Палец разрядился. Лайонел со свистом втянул воздух и заморгал. Нельсон выпустил его руку. Лицо у Гроссмауля побагровело, глаза вылезли из орбит. Он повернулся на каблуке.
— Антони! — заорал Лайонел так, что все смолкли. — Нам надо поговорить!
Джилиан пятилась через толпу, не сводя с Нельсона глаз. Кралевич забился в угол под стереоусилителем, по-прежнему загораживаясь Эльзас. Бриджит извинялась за мужа перед Канадской Писательницей, которая с материнской тревогой смотрела ему вслед.
— Теперь вы понимаете, как мне живется, — с шутливым отчаянием говорила Бриджит. — Я практически его не вижу.
Джилиан провела Нельсона через кухню, где бесцельно толклись брошенные Пенелопой студенты. Через арку Нельсон видел Вейссмана, который тщетно пытался привлечь внимание жующей толпы к пирогу в форме сердца — каждый год, разрезая такой пирог, он произносил маловразумительную речь в похвалу любви, составленную из полузабытых цитат и собственных шуток. Однако сегодня Пенелопа О вздымающейся грудью притиснула Мортона к стене, где он стоял на цыпочках, сжимая пирог и потрясая ножом в слабой попытке обороняться. Не сводя с него сияющих глаз, Пенелопа провела пальцем по сахарной глазури и принялась медленно слизывать ее длинным красным языком.
— Сюда. — Джилиан стояла в нише под лестницей, за открытой дверью, которую держала между собой и Нельсоном. Лестница, застеленная ковром, спускалась между дубовыми стенами в тускло освещенный подвал. — Она ждет.
— После вас, — ответил Нельсон.
Джилиан мотнула головой и, выпустив дверь, шагнула вбок. Нельсон пожал плечами и двинулся вниз по лестнице. За спиной он слышал тяжелую поступь Джилиан. Сверху приглушенно долетали звуки вечеринки: кто-то смеялся, Лайонел Гроссмауль кричал: «Выслушай меня, черт побери!», Фрэнк Синатра пел «Мне пришлось туго, и это нехорошо».
Нельсон спустился еще на две ступеньки, прислушиваясь к шагам за спиной. Как только хлопнула дверь, он резко повернулся и схватил Джилиан за горло.
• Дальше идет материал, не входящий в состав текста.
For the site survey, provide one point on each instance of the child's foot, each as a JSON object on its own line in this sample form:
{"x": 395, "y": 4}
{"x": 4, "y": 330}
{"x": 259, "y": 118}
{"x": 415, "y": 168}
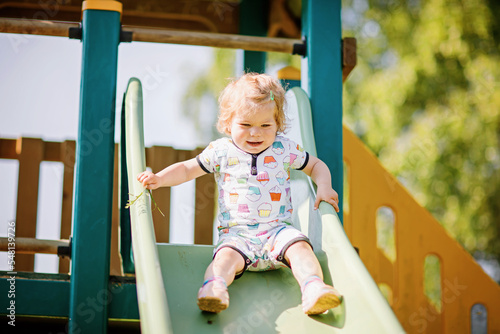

Та с раскрытыми от ужаса глазами отпрянула к двери. Нельсон усилил хватку. Палец искрил.
— Она тебя не любит. И никогда не полюбит.
Он выпустил девушку, которая медленно осела на ступеньки. Челюсть ее отвисла, глаза, медленно наполняясь слезами, тупо смотрели перед собой. В следующее мгновение Джилиан закрыла лицо руками и разрыдалась. Слезы стекали между пальцами и капали на ковер. Нельсон повернулся и пошел вниз.
За лестницей начинался коридорчик, обшитый фанерой и освещенный голой лампочкой. Заскорузлый от уличной грязи ковер пах плесенью. Из коридора в две стороны открывались двери. Из-за одной доносился звук работающего телевизора, голубоватые отблески вспыхивали на косяке. Нельсон заглянул внутрь. На фоне экрана он различил силуэты Пропащих Мальчишек — те, подавшись вперед, сидели на старой кожаной софе. На большом экране вопящие зулусы бежали в атаку по желтой траве под ослепительно синим небом. За укрытием из мешков их ждали британские солдаты в алых мундирах[163]. Грянул залп. Экран затянуло дымом. С десяток зулусов рухнули, прижимая руки к голой груди. Пропащие Мальчишки молотили кулаками, кусали губы и топали ногами.